Mereka, para petani itu, tentu saja tidak
pernah menyibukkan dirinya dengan persoalan-persoalan epistemologis dan
pertanyaan-pertanyaan axiomatik seperti halnya seorang pemikir atau pun penulis
seperti dirimu. Jikalau pun mereka berpikir, tentu sebatas bagaimana memenuhi
kebutuhan wajib keseharian mereka untuk menghidupi diri dan keluarganya, dan
itu memang sama terhormatnya dengan para sarjana dan penulis yang mencari
nafkah dan gengsi sosial dari pengetahuan dan keterampilan mereka.
Sebenarnya, saat
itu, kau tengah dirundung dan digundahkan sejumlah pertanyaan, yang barangkali
muncul dari kegelisahan dan kebosananmu. Pertanyaan-pertanyaannya itu,
bagaimana pun, muncul silih berganti dalam benakmu ketika kau meragukan apa
yang kau lakukan selama ini dengan menulis dan membaca.
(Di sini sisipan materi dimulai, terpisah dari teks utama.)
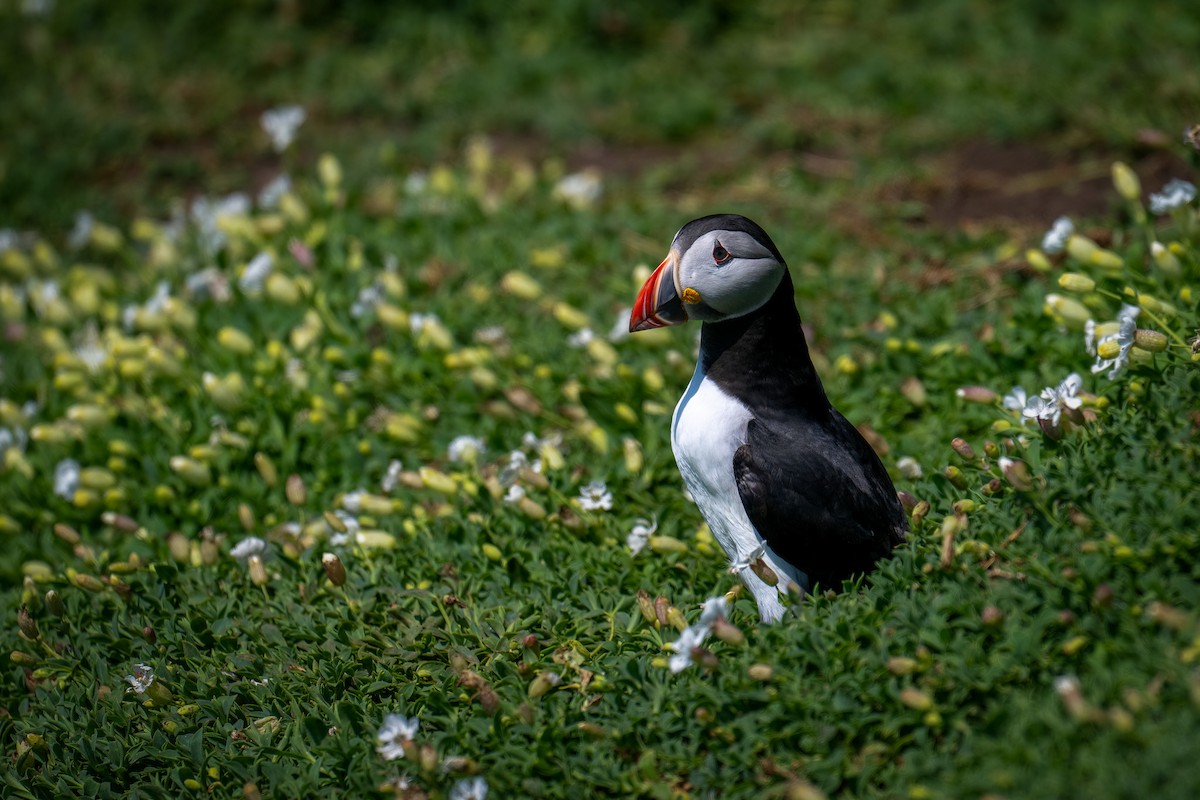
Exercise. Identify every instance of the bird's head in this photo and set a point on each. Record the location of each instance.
(719, 268)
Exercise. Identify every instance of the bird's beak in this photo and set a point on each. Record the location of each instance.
(658, 304)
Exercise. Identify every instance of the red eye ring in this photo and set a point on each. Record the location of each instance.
(721, 256)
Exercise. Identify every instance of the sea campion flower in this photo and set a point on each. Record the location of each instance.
(1121, 341)
(391, 477)
(472, 788)
(1176, 193)
(66, 479)
(1055, 239)
(247, 547)
(281, 125)
(580, 190)
(255, 275)
(595, 497)
(141, 680)
(909, 467)
(394, 734)
(641, 534)
(581, 338)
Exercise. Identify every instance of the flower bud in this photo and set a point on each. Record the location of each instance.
(954, 475)
(660, 609)
(727, 632)
(646, 606)
(1038, 260)
(54, 603)
(294, 491)
(676, 619)
(191, 470)
(1073, 313)
(334, 569)
(267, 469)
(27, 624)
(375, 540)
(543, 683)
(963, 447)
(1077, 282)
(120, 522)
(235, 341)
(977, 395)
(1150, 341)
(66, 533)
(1126, 181)
(916, 699)
(257, 571)
(760, 672)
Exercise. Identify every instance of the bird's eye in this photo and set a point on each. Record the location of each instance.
(720, 254)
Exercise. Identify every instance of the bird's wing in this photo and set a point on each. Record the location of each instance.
(820, 497)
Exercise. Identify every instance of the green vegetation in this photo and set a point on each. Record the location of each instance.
(201, 400)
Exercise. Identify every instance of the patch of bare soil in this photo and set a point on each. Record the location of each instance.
(987, 182)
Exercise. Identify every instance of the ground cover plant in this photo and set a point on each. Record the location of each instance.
(354, 485)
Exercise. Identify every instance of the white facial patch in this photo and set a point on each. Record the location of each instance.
(737, 287)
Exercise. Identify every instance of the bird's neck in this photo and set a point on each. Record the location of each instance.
(763, 355)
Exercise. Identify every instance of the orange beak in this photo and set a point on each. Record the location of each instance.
(658, 304)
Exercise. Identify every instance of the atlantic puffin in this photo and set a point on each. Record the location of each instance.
(790, 488)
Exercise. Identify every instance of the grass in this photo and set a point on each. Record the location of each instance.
(1038, 637)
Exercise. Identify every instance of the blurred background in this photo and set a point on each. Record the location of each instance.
(945, 112)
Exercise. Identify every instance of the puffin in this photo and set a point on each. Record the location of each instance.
(789, 487)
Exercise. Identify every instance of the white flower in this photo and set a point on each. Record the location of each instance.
(271, 193)
(909, 467)
(353, 500)
(82, 232)
(247, 547)
(281, 125)
(369, 298)
(255, 275)
(209, 282)
(66, 479)
(1125, 338)
(511, 471)
(396, 731)
(580, 190)
(713, 609)
(1015, 400)
(391, 477)
(465, 449)
(1055, 239)
(689, 639)
(595, 497)
(641, 534)
(417, 322)
(207, 215)
(1173, 196)
(472, 788)
(139, 681)
(91, 352)
(581, 338)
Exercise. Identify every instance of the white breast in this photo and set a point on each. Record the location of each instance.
(707, 428)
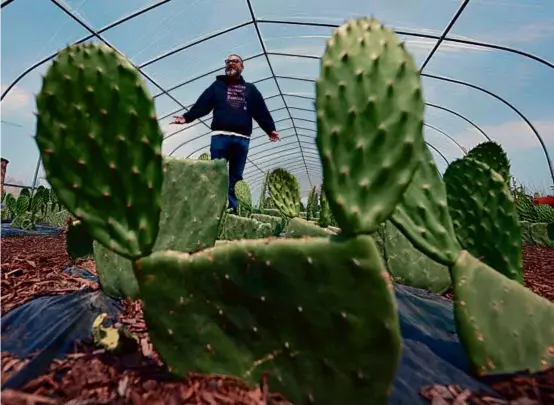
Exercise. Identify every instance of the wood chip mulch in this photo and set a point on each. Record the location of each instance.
(538, 264)
(33, 266)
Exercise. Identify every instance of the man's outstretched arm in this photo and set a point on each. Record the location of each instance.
(261, 113)
(203, 106)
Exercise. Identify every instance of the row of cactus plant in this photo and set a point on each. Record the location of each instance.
(318, 313)
(30, 209)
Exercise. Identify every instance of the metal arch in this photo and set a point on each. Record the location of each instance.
(292, 157)
(457, 114)
(447, 79)
(310, 149)
(262, 44)
(271, 158)
(268, 21)
(480, 44)
(464, 151)
(473, 124)
(99, 36)
(439, 152)
(257, 21)
(293, 152)
(507, 103)
(184, 47)
(425, 124)
(444, 34)
(86, 38)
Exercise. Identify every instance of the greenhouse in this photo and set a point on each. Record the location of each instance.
(254, 202)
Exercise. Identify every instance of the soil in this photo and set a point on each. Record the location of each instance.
(33, 266)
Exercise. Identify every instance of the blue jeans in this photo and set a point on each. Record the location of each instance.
(234, 149)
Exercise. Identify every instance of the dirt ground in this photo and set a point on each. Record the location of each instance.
(33, 266)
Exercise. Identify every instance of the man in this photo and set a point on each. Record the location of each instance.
(235, 103)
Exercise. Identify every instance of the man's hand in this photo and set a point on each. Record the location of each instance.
(178, 119)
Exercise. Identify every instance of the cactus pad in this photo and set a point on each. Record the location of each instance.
(194, 195)
(484, 216)
(100, 144)
(423, 216)
(503, 326)
(252, 306)
(409, 266)
(370, 109)
(284, 190)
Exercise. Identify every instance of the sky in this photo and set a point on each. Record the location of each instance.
(27, 37)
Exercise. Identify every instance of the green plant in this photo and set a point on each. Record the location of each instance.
(244, 197)
(483, 215)
(494, 156)
(500, 323)
(284, 191)
(225, 308)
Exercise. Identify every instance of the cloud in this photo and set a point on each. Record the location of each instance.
(524, 34)
(514, 136)
(17, 100)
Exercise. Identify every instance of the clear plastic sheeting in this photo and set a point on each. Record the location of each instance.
(487, 66)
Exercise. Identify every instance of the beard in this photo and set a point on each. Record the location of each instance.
(232, 71)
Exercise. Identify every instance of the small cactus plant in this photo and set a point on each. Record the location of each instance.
(225, 308)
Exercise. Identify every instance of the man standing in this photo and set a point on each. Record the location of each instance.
(234, 103)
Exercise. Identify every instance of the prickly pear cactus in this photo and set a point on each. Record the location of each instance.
(503, 326)
(257, 306)
(93, 109)
(22, 205)
(324, 212)
(263, 192)
(370, 108)
(301, 228)
(545, 213)
(492, 154)
(409, 266)
(194, 195)
(244, 196)
(423, 215)
(235, 227)
(484, 215)
(284, 190)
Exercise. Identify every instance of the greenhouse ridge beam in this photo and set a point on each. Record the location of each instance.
(107, 43)
(281, 22)
(444, 34)
(262, 21)
(262, 44)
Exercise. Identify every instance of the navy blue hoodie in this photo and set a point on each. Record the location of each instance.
(234, 105)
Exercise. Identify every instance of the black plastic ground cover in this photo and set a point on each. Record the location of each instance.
(49, 326)
(40, 230)
(431, 354)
Kebuntuan yang tiba-tiba
segera mengingatkanmu pada puisi Tukang Batu-nya Rabindranath Tagore:
“Kau kira aku anak kecil, Ibu, tapi kau
keliru, sebab aku adalah Noto, tukang batu, dan aku berusia tiga puluh tahun.
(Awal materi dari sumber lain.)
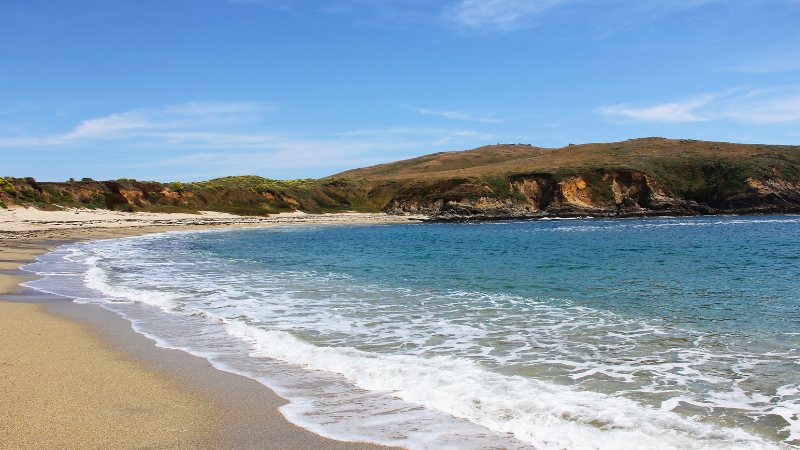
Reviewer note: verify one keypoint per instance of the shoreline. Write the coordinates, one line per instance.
(207, 408)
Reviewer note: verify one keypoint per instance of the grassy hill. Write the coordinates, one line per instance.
(649, 176)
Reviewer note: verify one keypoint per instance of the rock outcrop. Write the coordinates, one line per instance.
(622, 193)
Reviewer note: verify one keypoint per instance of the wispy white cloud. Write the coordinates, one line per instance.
(760, 106)
(509, 15)
(504, 15)
(173, 120)
(214, 139)
(461, 115)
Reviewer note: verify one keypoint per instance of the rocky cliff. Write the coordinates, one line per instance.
(641, 177)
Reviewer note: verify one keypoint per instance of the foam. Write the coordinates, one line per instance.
(548, 372)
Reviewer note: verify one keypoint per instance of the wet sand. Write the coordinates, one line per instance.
(77, 376)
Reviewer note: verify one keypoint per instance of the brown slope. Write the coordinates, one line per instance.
(638, 154)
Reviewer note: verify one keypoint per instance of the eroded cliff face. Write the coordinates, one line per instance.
(622, 193)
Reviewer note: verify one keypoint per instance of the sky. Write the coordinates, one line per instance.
(190, 90)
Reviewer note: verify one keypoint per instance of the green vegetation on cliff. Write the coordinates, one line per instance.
(639, 176)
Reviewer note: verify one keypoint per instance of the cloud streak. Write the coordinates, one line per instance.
(510, 15)
(460, 115)
(214, 139)
(759, 106)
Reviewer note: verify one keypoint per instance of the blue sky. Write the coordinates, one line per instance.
(181, 90)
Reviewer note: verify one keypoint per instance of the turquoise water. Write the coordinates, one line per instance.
(577, 334)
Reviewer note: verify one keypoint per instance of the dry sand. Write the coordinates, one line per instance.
(78, 377)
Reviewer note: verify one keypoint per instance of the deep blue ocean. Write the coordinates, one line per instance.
(659, 333)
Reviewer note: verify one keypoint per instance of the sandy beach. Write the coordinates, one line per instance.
(77, 376)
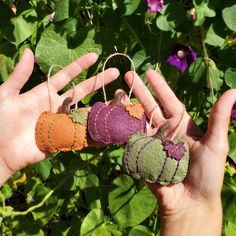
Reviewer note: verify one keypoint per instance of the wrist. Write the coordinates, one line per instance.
(5, 172)
(203, 219)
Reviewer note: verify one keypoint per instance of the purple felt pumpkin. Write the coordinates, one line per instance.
(113, 124)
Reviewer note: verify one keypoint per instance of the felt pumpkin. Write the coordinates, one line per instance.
(62, 131)
(114, 124)
(156, 160)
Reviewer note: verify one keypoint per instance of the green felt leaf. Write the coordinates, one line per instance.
(53, 48)
(232, 146)
(140, 230)
(229, 15)
(128, 206)
(230, 75)
(80, 115)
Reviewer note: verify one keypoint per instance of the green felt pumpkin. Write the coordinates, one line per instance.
(155, 160)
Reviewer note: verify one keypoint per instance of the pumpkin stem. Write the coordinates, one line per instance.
(65, 107)
(117, 100)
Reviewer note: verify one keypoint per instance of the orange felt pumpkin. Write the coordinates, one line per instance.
(60, 132)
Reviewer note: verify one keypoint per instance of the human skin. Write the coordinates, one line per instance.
(20, 111)
(192, 207)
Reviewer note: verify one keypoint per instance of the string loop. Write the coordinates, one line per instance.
(103, 69)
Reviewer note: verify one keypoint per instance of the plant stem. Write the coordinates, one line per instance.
(134, 34)
(159, 52)
(207, 62)
(40, 204)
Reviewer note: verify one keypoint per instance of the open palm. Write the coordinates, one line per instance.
(208, 152)
(19, 112)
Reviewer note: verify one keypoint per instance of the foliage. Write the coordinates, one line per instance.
(88, 192)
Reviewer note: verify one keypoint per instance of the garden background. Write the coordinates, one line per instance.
(75, 193)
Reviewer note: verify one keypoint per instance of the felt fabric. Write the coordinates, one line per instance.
(57, 132)
(112, 124)
(146, 158)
Tiap pagi kunaiki kereta dan pergi ke kota
dan kususun batu demi batu dengan semen dan kapur dan kugambar dinding layaknya
gambar menangkapku.
Kau kira aku bermain rumah-rumahan dengan kerikil dan batu-batu, tetapi
kukatakan padamu aku membangun rumah sungguh-sungguh.
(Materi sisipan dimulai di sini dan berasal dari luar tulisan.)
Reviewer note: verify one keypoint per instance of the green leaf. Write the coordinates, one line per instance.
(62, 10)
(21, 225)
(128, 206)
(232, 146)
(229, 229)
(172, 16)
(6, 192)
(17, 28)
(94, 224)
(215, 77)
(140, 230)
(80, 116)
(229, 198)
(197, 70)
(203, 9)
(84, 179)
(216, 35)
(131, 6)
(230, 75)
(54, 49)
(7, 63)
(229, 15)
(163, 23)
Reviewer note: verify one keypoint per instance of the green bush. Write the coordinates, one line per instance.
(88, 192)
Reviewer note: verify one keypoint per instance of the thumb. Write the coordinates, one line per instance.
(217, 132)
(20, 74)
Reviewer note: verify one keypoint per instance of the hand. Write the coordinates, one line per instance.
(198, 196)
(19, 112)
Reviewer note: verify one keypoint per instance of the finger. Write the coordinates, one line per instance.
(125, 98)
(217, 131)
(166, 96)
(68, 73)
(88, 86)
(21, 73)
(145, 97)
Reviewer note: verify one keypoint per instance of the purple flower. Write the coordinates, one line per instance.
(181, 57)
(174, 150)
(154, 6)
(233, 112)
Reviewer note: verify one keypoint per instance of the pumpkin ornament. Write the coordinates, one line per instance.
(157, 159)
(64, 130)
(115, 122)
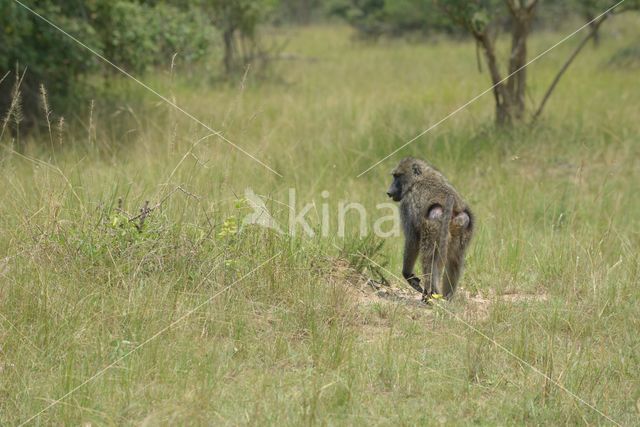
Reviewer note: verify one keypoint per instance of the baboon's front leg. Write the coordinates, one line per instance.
(432, 258)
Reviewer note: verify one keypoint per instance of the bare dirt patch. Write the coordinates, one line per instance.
(366, 292)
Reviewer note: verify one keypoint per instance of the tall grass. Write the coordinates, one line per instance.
(83, 286)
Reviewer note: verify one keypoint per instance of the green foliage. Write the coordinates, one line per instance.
(373, 18)
(50, 57)
(133, 35)
(240, 15)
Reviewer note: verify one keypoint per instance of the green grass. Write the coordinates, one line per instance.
(289, 344)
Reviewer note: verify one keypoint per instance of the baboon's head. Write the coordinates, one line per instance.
(404, 175)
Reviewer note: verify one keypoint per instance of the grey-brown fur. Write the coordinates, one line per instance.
(436, 222)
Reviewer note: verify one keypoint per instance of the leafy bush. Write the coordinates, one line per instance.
(133, 35)
(373, 18)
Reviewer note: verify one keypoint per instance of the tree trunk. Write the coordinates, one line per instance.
(594, 26)
(228, 59)
(502, 100)
(565, 66)
(517, 82)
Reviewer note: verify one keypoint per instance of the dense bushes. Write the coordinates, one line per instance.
(134, 35)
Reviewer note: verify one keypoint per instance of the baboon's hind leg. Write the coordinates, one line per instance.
(434, 247)
(461, 232)
(432, 262)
Ini bukanlah rumah-rumah kecil sebab
kudirikan tiga tingkat dan tiang-tiang yang kuat.
Tetapi bila kau tanyakan padaku kenapa aku
berhenti di sana dan kenapa aku tak meneruskan membangun tingkat demi tingkat
hingga atapnya mencapai bintang-bintang, kuyakin aku tak dapat mengatakannya
padamu dan kuherani diriku sendiri kenapa aku berhenti di mana saja pada
segala.
Kunaiki perancah saatku suka dan ini adalah
kegembiraan yang lebih besar ketimbang sekedar bermain-main. Kudengar
pekerja-pekerja lelaki dan perempuan bernyanyi-nyanyi dalam bekerja dan
meratakan atap, gerobak-gerobak berderak-derak sepanjang jalan-jalan, dan musik
jalan dari pedagang-pedagang dan para penjual barang logam dan buah-buahan;
pada petang hari bocah-bocah lari pulang dari sekolah dan gagak-gagak terbang
berkoak-koak ke sarang mereka.
Kau tahu, Ibu, aku tinggal di dusun kecil di
tepi telaga.
Tetapi bila kau tanyakan padaku mengapa
kutinggal dalam sebuah gubuk beratap jerami meski kubisa mendirikan rumah-rumah
besar dari batu dan mengapa rumahku tidak akan yang terbesar dari semuanya,
kuyakin aku tiada dapat mengatakan padamu.”
Apa yang kau tulis
dalam buku catatan harian kesayanganmu itu barangkali tak lebih ikhtiar
penghiburan dirimu sendiri di sela-sela waktu menulis dan membaca, di mana kau
dapat menemukan kenyamanan dalam kesendirianmu di waktu malam, pagi, dan sore
hari. Kau akan menuliskan apa saja yang ingin kau tuliskan di lembar-lembar
bergaris horisontal buku catatan harian kesayanganmu itu kapan pun kau ingin
menuliskannya.
Dengan menulis di lembar-lembar bergaris
horisontal buku catatan harian kesayanganmu itu, kau pun menemukan kebebasan
yang paling menyenangkanmu. Kadang-kadang kau menuliskannya sembari
mendengarkan musik-musik klasik dan jazz, dan kadang-kadang dalam keadaan
senyap di antara suara kersik daun dan desiran angin yang samar-samar pada
waktu tengah malam hingga subuh menjelang.
Ilustrasi: Lukisan Sea Bench karya Emmy Go (atas) dan Weaving karya Basuki Abdullah (bawah).